Why Google isn't evil

HaikiEmilu
HaiKiElimu has received $1.8million from Google to educate Tanzanians about politics

If knowledge is power, the Google revolution has empowered us all. Never in human history have so many people had access to so much knowledge, made relevant and ordered to their needs.

And while critics may decry the company's privacy-invading omniscience, from Street View to Latitude (mobile phone software that tracks your friends' whereabouts), what's less publicised are its little-known humanitarian projects through its charitable arm, Google.org.

Call it goodwill or a fluffy PR tactic: either way, Google.org is sizing up its technologies for the world's pressing issues – by getting information quickly to disaster relief teams, finding new ways to save energy, and helping impoverished communities.

The organisation is also funding other charitable groups with $100million, and has pledged one per cent of Google's profits for philanthropic purposes.

Predicting outbreaks

Last April, swine flu took the world by surprise. After the 2003 Asian bird flu outbreak died down, public health experts suspected the next epidemic would come from Southeast Asia, where dingy slums and a moist climate breed germs. If any developing country was low on the World Health Organisation's list of candidates, it was Mexico.

But days before news stations broke the April H1N1 outbreak, Google.org detected an increase in search terms from Mexico related to flu – searches like 'headache' and 'fever'. Months earlier it had released software called 'Flu Trends', which graphs estimates of flu levels in near-real time based on flu-related searches.
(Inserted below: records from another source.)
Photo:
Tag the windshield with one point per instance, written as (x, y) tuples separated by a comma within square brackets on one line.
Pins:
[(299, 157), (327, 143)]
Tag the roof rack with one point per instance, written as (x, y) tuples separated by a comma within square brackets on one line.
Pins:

Now it's angled the software towards Mexico.

Flu trends

PLOTTING OUTBREAKS: The Flu Trends software shows flu levels based on related searches

A program called 'Experimental Flu Trends for Mexico' ended up graphing the country's flu levels with clear-cutting accuracy before official figures had been made available.
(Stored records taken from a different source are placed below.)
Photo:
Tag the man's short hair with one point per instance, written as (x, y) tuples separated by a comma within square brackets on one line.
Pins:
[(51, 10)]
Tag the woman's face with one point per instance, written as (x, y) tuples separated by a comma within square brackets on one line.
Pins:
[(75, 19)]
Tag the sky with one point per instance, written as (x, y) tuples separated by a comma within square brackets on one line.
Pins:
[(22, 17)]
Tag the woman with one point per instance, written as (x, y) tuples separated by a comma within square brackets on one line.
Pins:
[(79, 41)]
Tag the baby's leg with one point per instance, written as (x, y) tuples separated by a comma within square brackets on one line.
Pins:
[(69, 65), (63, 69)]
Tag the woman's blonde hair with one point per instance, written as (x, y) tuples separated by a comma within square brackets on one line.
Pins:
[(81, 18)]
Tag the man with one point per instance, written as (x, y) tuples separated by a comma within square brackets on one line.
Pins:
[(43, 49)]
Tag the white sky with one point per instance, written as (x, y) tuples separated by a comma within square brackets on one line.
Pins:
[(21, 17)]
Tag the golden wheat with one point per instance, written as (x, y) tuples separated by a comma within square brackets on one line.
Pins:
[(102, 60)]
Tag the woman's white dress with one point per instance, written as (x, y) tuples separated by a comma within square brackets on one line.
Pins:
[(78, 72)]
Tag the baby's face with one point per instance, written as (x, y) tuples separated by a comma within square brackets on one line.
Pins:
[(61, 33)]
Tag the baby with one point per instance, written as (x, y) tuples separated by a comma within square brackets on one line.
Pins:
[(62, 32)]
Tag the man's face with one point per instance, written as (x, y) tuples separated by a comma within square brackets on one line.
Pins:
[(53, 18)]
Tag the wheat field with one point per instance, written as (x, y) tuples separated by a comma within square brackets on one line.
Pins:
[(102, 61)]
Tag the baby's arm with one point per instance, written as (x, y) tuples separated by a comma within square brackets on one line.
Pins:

Of course, there are limitations to this approach. Google doesn't have enough data on Mexico's flu levels from the past – a must for estimating current trends – and not enough people in Mexico use the internet, so the system is constantly being tweaked.

Attentive users will notice questionnaires at the bottom of each page when they search for 'headache' or 'fever.' "Did you search for this topic because you have a fever or your friend has a fever?" it asks.
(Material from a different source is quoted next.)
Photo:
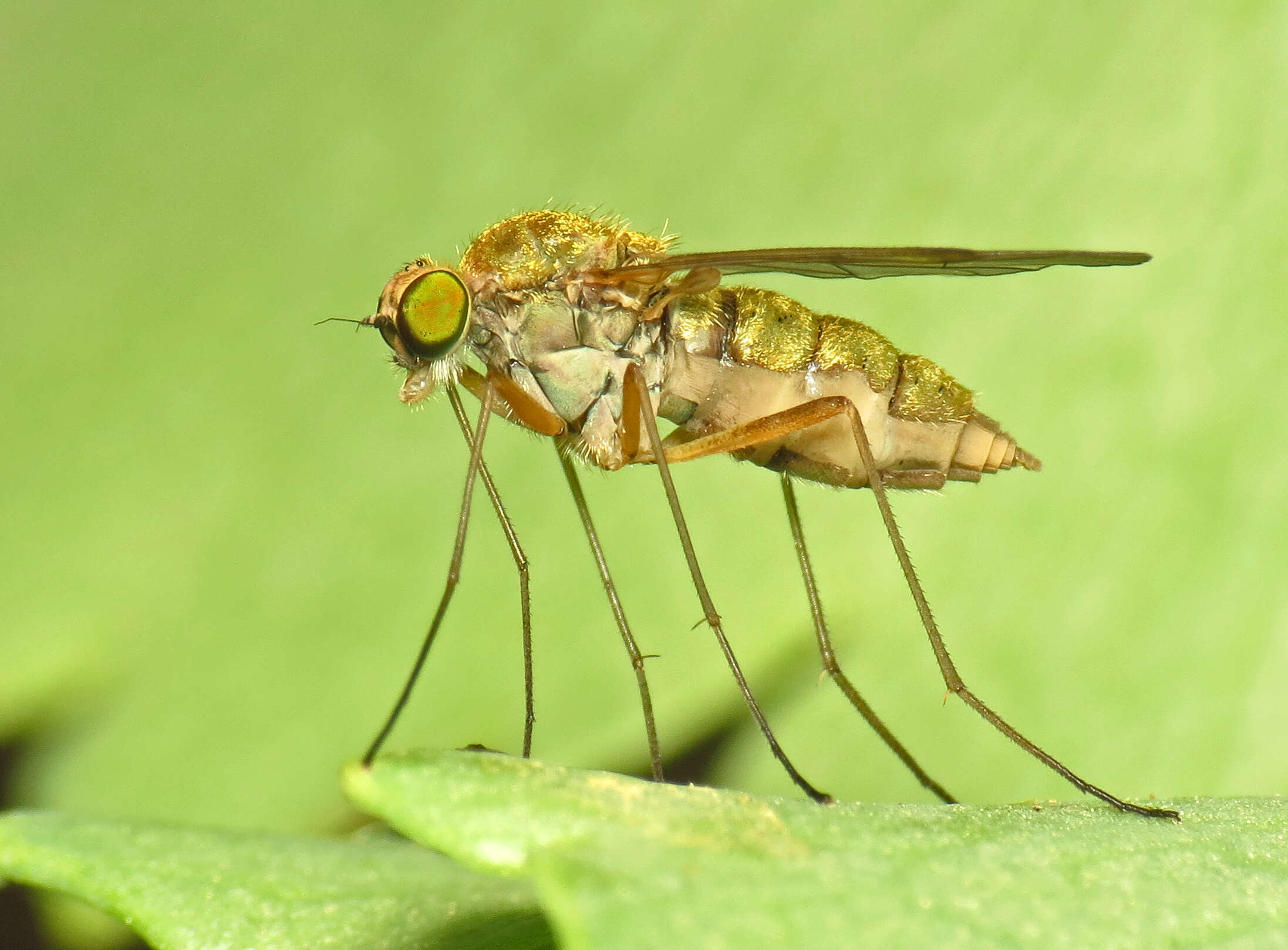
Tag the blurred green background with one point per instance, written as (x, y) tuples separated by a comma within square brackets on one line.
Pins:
[(222, 533)]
Weeding out those who feel sick from students researching a school project is proving a tough task. But Flu Trends' estimates are still accurate, despite the margin of error. Many believe the spread of HIV/AIDS could have been averted had Africa been monitored more in the 1970s.

That's why Google.org has laid down the motto 'predict and prevent', with the aim of preventing outbreaks rather than just reacting to them. Following that line, it gave a $5.5million multi-year grant to the Global Viral Forecasting Initiative (GVFI) to collect and analyse blood samples of people and animals in Africa and Southeast Asia.

Another $2.5million Google grant to the Global Health and Security Initiative, which works in Southeast Asia, is funding similar detection networks.